I’ve been a bridesmaid a few times now, and next year will be my first stint as Maid of Honor. When you’re a bridesmaid, you basically are the bitch of the bride, set to do her wishes as a form of modern slavery, except you actually pay her in frou-frou tulle dresses and Vegas bachelorette parties. We all suck it up and do it in hopes that your friends will throw you an awesome bachelorette when you get married and also so our bride friends knows we’re excited for her and want the best for her and are totally not jealous. While a lot of it can suck, most of it should be a totally fun experience assuming your BFF isn’t The Worst. Try to make it easier on her by not doing these things as a bridesmaid:
As a MOH, I can tell you it’s really hard to coordinate everyone’s schedules for the bridal events. If you can’t make it, don’t feel like flying out multiple times, have a job that doesn’t give a lot of vacation, totally fine. Unless your bride is a monster, no one is going to be mad. Just be upfront about the conflict. The worst is when a bridesmaid is being difficult to schedule around, i.e., wants the bachelorette to be on weekdays, or demand it be one specific weekend because of their avid music festival schedule. IDGAF when Coachella is, don’t come then, Jen!
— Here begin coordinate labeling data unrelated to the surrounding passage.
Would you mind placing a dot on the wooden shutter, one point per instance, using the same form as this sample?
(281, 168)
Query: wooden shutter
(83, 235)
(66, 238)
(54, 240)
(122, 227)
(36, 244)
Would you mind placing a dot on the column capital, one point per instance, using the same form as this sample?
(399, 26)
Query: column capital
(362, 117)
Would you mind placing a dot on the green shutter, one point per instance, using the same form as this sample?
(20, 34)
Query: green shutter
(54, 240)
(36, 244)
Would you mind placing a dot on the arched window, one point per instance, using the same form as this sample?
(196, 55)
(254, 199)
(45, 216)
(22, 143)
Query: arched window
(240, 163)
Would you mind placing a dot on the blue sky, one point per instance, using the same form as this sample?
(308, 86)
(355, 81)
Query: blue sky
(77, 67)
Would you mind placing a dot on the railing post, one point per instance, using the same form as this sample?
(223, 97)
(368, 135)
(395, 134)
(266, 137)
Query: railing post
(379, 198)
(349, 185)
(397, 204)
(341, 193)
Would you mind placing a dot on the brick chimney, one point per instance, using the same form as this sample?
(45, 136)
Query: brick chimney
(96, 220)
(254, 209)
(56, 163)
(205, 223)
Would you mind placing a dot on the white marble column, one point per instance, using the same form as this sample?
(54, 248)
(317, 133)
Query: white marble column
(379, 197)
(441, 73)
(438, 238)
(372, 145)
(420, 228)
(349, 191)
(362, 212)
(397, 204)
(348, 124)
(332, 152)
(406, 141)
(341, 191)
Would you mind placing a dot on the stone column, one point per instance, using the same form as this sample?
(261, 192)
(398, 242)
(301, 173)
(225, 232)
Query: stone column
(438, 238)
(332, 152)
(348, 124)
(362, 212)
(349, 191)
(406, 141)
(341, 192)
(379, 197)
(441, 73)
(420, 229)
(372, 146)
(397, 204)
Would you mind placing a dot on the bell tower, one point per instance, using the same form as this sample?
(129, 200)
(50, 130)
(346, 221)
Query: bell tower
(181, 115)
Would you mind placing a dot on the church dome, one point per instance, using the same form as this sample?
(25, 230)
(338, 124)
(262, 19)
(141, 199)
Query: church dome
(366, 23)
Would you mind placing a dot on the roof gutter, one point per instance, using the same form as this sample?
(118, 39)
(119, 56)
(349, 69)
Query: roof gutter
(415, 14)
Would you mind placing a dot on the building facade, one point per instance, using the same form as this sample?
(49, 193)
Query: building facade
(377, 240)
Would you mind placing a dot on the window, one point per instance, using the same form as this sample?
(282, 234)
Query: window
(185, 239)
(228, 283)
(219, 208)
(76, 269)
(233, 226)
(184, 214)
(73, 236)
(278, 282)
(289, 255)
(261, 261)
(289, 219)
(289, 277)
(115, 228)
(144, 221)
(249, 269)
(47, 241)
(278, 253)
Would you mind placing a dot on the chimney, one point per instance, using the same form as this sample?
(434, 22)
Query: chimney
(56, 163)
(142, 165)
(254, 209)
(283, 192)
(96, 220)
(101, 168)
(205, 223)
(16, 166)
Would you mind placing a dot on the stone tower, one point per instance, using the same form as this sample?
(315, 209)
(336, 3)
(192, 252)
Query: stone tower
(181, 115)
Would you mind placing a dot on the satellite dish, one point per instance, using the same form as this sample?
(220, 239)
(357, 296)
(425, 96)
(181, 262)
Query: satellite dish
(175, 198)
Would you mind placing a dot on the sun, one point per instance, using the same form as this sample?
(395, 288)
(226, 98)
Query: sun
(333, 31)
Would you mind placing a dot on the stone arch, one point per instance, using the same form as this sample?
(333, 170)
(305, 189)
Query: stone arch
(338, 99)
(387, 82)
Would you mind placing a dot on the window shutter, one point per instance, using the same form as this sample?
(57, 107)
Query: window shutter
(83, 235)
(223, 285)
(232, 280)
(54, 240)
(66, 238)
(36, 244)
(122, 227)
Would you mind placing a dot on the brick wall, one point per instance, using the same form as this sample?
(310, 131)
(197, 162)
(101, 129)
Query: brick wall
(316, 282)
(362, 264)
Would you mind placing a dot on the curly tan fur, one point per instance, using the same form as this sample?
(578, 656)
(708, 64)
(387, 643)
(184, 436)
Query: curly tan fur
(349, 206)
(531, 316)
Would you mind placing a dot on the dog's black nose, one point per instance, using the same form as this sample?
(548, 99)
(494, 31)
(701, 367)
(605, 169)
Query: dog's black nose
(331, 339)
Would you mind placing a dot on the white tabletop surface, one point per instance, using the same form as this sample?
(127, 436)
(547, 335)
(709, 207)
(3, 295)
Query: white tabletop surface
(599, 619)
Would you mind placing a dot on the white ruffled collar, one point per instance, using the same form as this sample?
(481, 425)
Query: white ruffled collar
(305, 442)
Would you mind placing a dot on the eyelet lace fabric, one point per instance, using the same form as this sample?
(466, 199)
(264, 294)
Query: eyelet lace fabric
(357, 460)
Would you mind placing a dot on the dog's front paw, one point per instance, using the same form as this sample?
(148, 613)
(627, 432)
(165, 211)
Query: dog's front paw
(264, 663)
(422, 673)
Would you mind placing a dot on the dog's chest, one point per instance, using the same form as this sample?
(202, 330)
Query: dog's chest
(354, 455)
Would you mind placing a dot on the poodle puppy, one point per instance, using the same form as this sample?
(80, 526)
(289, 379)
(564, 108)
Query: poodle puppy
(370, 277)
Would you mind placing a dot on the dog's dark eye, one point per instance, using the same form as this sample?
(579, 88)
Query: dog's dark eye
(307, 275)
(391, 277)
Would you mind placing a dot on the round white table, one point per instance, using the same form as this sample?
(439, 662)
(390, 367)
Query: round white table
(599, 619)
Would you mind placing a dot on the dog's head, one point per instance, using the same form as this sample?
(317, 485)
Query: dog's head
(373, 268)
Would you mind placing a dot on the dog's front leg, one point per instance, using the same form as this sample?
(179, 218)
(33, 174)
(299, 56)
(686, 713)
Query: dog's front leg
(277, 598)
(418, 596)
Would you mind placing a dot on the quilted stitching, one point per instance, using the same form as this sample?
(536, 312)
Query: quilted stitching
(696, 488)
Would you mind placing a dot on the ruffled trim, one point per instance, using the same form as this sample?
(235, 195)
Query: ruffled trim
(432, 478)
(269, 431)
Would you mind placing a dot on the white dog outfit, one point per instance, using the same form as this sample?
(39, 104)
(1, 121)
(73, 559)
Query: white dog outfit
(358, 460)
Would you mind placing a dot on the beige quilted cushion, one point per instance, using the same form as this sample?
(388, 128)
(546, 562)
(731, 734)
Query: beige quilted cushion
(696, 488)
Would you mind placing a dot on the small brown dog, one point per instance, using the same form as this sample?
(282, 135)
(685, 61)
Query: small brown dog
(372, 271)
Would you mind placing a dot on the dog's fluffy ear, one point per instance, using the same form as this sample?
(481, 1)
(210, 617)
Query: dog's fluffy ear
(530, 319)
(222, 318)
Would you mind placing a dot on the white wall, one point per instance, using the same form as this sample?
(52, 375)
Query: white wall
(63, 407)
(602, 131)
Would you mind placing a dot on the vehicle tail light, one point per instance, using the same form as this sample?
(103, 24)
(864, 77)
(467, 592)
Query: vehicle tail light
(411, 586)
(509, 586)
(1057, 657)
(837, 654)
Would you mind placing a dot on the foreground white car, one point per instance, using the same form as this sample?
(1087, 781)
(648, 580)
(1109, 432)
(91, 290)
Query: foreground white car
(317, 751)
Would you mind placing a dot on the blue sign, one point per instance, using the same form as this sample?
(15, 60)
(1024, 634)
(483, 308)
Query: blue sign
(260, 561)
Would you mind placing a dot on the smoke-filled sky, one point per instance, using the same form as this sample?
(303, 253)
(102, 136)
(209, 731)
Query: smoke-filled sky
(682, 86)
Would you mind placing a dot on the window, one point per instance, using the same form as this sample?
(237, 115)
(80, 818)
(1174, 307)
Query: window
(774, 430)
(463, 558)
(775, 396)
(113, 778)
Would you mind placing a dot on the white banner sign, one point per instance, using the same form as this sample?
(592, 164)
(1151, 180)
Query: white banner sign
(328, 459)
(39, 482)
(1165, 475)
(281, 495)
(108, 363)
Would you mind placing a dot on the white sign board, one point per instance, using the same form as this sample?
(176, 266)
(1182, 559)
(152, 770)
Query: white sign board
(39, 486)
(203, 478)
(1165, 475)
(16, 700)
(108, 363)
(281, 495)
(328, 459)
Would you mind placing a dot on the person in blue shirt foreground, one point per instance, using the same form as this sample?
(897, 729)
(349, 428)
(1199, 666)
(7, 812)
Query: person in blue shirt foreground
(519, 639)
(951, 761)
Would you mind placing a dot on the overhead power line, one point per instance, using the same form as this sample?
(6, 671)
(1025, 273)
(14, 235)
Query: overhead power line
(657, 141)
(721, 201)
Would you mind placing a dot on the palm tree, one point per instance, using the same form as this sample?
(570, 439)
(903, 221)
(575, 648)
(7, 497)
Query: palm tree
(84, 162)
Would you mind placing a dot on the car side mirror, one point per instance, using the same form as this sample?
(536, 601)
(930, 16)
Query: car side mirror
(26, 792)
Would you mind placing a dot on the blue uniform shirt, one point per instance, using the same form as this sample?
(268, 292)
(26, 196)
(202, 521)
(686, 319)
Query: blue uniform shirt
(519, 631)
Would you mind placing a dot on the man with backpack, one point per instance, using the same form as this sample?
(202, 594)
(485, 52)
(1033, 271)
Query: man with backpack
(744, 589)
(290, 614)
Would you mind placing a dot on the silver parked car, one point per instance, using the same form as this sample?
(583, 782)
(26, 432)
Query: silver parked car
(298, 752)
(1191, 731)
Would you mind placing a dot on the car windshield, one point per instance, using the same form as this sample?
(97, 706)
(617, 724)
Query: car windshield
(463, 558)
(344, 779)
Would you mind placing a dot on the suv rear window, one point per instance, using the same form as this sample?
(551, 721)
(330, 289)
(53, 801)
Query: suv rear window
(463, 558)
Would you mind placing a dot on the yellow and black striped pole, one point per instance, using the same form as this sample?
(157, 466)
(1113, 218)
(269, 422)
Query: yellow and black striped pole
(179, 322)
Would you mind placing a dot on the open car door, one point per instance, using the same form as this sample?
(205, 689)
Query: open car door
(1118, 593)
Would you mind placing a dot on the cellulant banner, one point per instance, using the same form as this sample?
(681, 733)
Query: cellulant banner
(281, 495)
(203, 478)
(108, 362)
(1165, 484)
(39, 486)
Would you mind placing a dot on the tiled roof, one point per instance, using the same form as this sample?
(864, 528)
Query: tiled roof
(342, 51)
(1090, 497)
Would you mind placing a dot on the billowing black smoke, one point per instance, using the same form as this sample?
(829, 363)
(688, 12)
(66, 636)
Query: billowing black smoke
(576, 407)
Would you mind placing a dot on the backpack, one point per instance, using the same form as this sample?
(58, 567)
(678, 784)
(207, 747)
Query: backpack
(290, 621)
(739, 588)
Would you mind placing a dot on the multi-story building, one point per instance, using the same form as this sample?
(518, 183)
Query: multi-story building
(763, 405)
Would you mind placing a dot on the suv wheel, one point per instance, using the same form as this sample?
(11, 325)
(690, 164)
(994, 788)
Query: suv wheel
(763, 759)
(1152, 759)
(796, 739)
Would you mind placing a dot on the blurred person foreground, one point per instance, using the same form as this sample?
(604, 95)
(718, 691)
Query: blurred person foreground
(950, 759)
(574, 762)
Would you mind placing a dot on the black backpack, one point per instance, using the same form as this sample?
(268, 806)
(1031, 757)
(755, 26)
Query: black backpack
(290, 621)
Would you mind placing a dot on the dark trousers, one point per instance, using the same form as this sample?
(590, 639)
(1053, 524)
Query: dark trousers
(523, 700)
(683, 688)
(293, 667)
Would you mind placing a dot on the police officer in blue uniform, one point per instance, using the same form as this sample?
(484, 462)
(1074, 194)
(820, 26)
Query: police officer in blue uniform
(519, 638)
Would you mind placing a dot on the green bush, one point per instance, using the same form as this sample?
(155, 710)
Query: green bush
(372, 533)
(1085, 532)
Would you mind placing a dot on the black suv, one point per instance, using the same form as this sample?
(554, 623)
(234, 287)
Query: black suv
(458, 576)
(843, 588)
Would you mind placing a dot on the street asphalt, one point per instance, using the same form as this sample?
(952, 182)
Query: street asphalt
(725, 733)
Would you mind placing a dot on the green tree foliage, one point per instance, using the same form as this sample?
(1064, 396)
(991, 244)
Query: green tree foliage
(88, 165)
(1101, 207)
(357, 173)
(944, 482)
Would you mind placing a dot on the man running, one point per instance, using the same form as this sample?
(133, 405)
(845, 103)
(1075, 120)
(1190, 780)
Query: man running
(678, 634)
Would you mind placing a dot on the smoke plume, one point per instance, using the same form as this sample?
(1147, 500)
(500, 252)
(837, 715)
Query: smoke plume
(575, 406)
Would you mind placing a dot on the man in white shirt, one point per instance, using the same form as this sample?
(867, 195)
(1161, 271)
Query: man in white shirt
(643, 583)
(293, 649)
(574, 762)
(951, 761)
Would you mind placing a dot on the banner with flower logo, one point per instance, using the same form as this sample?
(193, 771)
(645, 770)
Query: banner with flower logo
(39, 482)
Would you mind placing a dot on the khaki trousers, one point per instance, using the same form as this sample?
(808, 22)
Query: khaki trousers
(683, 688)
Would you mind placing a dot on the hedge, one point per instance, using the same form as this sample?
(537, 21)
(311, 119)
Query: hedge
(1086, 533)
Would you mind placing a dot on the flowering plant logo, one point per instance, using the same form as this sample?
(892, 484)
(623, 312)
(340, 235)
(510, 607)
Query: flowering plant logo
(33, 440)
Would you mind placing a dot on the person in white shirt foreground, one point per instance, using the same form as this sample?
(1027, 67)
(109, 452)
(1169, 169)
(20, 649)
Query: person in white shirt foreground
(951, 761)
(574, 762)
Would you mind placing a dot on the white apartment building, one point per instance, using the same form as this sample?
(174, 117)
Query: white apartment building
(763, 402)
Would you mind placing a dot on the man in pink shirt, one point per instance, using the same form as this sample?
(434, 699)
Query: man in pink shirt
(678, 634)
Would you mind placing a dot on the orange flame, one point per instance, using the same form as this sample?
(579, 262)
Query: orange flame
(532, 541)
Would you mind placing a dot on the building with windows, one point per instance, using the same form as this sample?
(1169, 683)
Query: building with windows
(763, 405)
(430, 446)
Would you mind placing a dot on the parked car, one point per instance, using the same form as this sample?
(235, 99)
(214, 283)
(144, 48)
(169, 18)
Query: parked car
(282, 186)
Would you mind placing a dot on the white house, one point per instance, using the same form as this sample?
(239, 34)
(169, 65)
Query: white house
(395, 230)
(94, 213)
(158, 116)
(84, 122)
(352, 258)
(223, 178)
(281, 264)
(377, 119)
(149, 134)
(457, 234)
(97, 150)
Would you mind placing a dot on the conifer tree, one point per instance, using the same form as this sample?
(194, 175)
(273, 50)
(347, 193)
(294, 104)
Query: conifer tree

When it comes to planning an event with tons of people, it’s a majority rules situation. We pick the weekend most people can make. (And no, no one wants to do weekdays.) If you really want to come, you may have to move your schedule. And God help you if you try to interfere with the wedding day, which is usually determined by the venue. The only things the MOH and bride should have to plan around are if you’ve got another wedding, a trip pre-planned, or something else of ~actual~ importance. If it’s your dad’s birthday, you’re just going to have to celebrate when you get back. If we try to coordinate a trip around nine girls’ schedules and dad’s birthdays, we’ll never get to go!
Yes, the $300 tulle monstrosity is expensive. Yes, we all hate our hair in beehives. Yes, the Air BnB would have been cheaper but the hotel is walking distance to the strip so we don’t have to pay for Ubers. There are lots of things about being a bridesmaid that suck. We’re all aware of this. It sucks equally for all of us. So don’t complain about it. If you can’t afford something, politely talk to the bride about it separately and see what you can do. You are not required to go into debt for someone’s wedding or be like Annie from Bridesmaids with that ridiculous Fritz Bernaise. But just do it privately so you don’t ruin it for everyone else. Also? If you do decide to shell out the cash for all the bridesmaid stuff, don’t bitch about it later, especially to the bride, Scheana.
Cry About The Look
Coming off the tulle and beehives, don’t be a baby about the look the bride has envisioned. It’s just not about you. If she thinks dressing you all up as June Cleaver is *adorable*, let her (and mock the pictures for the rest of your life). The worst thing you can do is make a scene because you don’t like your hair or makeup. I was a bridesmaid in a wedding where the MOH threw a screaming, crying tantrum at the dress fitting because she couldn’t fit in the sample size. The whole event was ruined, we all felt really uncomfortable, and we ended up just leaving. The MOH then got to pick out our dresses herself with the bride and we all hated them and they gave us literal rashes. Don’t ruin these things for everyone. We all look stupid together and you just need to be cool. No cares that you don’t have the body of a mannequin, we care that you’re a complete nightmare.
Back Out Of Events
As previously mentioned, if you can’t go, don’t go. If you can’t afford it, can’t take time off, etc., be upfront. It’s way worse to let everyone plan around you and then back out later. Bridesmaids are typically expected to host the shower and bachelorette. If you can’t do it, don’t. But if you all pitch in for a certain amount of hotel rooms, and then you bail last minute, the price will go up for everyone else. Same goes for hosting a shower. So tell everyone ahead of time if you can be a bridesmaid in the wedding but can’t afford to do all the extra events. That is totally okay. And if you have a conflict after committing, it’s better just to pay anyway so as not to screw everyone else over. Also? Don’t bail on something you already committed to because you get a better offer. These little events are really important to the bride and the bridesmaids will all remember how sh*tty you were about it.
Drop Out Of The Wedding
Number one on the list of things you should never do as a bridesmaid is drop out of the wedding altogether. Remember, this is really important to the bride and she wouldn’t have asked you if she didn’t want you there. The only reason to drop out of a wedding is a legitimate emergency or because the bride has become so unbearable that you’re willing to end your friendship over it. Which like, if I was expected to spend $1,000 on a dress, I totally would. But otherwise, it’s totally sh*tty to back out of someone’s wedding. This is your only true commitment: showing up and standing up there with the bride. If you have financial concerns, talk about it when you’re first asked and most brides will work with you so you can be there. If you bail, especially last minute, it probs will end your friendship.